Goods trade continues to recover …
The value of goods exports has grown strongly since the middle of last year, mainly because of higher iron ore prices (Graph 2.21). The value of goods imports recovered its pre-pandemic level in March, underpinned by higher volumes as the strong domestic recovery drew in imports. By contrast, services trade remains at subdued levels due to ongoing restrictions on international travel. The rebound in prices of key Australian export goods has driven recent increases in the trade surplus, which reached a record level in June.
… with further increases in rural and resource exports …
Growth in rural and resource exports supported export volumes in the March quarter. Rural exports grew by 14 per cent, led by cereals, as grain exporters continued to operate at capacity following the strong winter crop harvest. Improved pasture conditions and the recovery in the global economy have also supported exports for higher-value products such as meat and wool.
Resource export volumes increased in the March quarter, driven by record iron ore export volumes as producers took advantage of high prices. Partial trade data suggest that iron ore export volumes declined in the June quarter because of additional maintenance activity and weather-related disruptions in April. Nonetheless, iron ore exports are expected to remain around capacity in the near term, supported by high prices and robust demand from China.
Coal exports rose modestly in the March quarter. Although coal exports to China have been minimal for most of the year, this has been broadly offset by higher demand from other markets, including India and Japan, reflecting the ongoing recovery in global demand (Graph 2.22). Partial trade data suggest maintenance activity will weigh on coal exports in the June quarter.

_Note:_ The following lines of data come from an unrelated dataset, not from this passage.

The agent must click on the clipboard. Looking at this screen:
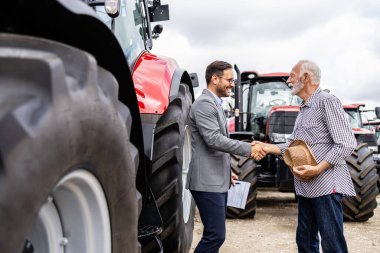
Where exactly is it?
[227,181,251,209]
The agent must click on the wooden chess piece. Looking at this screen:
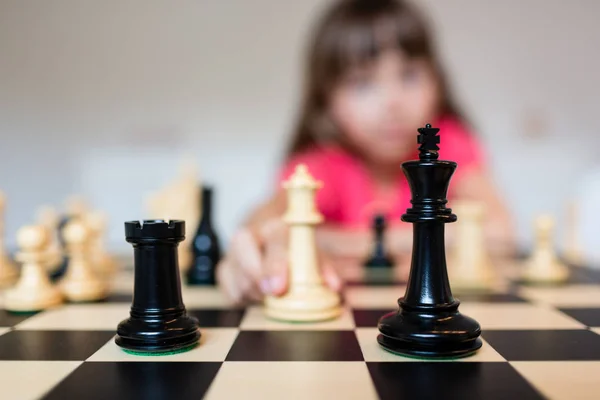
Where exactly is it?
[37,206,64,274]
[523,215,569,283]
[4,226,63,312]
[86,211,118,280]
[265,165,341,322]
[448,200,494,291]
[60,219,107,302]
[0,192,18,287]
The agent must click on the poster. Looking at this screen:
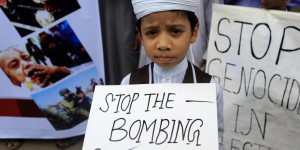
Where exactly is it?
[0,0,105,139]
[83,84,219,150]
[206,5,300,150]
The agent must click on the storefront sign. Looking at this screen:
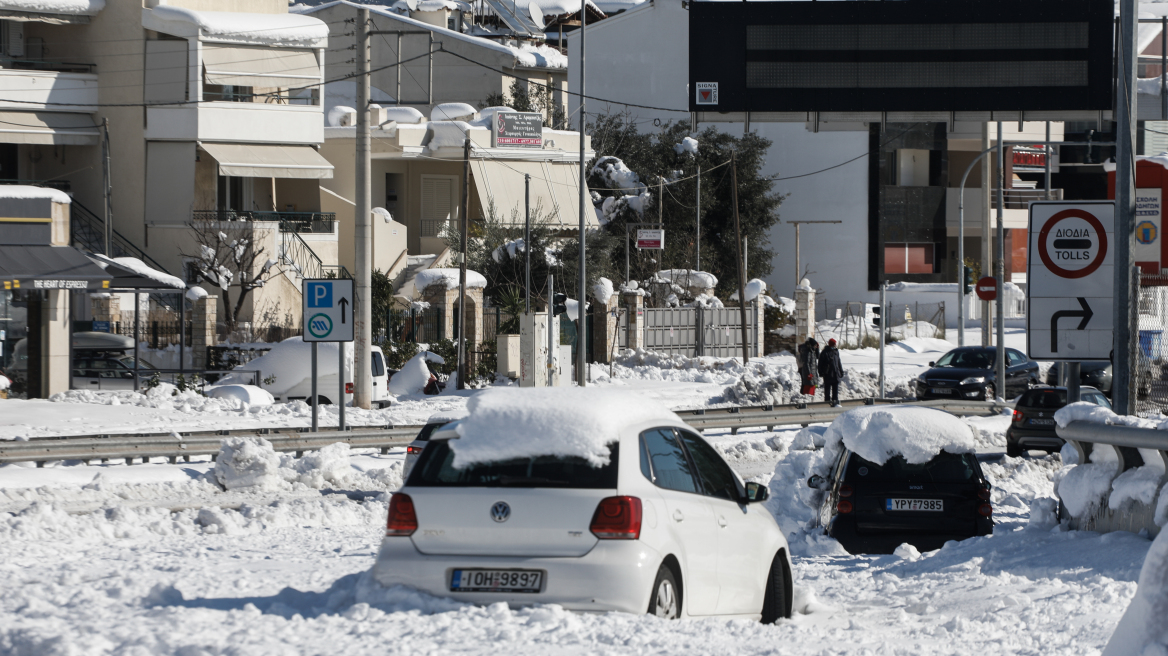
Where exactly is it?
[637,229,665,250]
[491,112,543,148]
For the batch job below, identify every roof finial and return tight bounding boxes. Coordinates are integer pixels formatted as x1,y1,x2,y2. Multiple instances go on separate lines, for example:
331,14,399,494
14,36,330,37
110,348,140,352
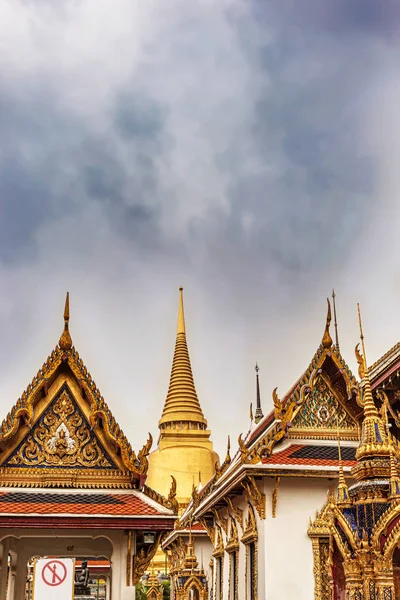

… and a continued recovery in imports supported by strong domestic demand
Goods import volumes continued to increase strongly in the March quarter, in line with the recovery in domestic activity. Capital goods imports, particularly of machinery and industrial equipment, have been supported by tax incentives from the Australian Government. The recovery in activity should have further supported import volumes in the June quarter, though global production and shipping disruptions weighed on imports of several key categories of goods, including motor vehicles. Services import volumes are around half of their 2019 levels and are unlikely to materially increase until the international border reopens.
Public demand continues to support activity
Extraordinary policy support has underpinned the economic recovery and public demand remains a relatively large share of economic activity (Graph 2.23). However, growth in public spending has slowed over the past year and public consumption declined in the March quarter. Recent federal and state government budgets included new spending, supported by higher revenue from the stronger-than-expected rebound in economic activity and higher commodity prices. These programs will support public consumption over coming quarters.
Federal and state government budgets over the past year have also included significant commitments of public investment in infrastructure. While public investment increased for the third consecutive quarter in March – and is expected to have increased further in the June quarter – the pace of growth has been slower than foreshadowed by government budgets. Information from the Bank's liaison program suggests that the rollout of these large investment programs may be delayed further, with ongoing reports of administrative challenges in awarding public construction contracts and constraints on the availability of materials, equipment and labour.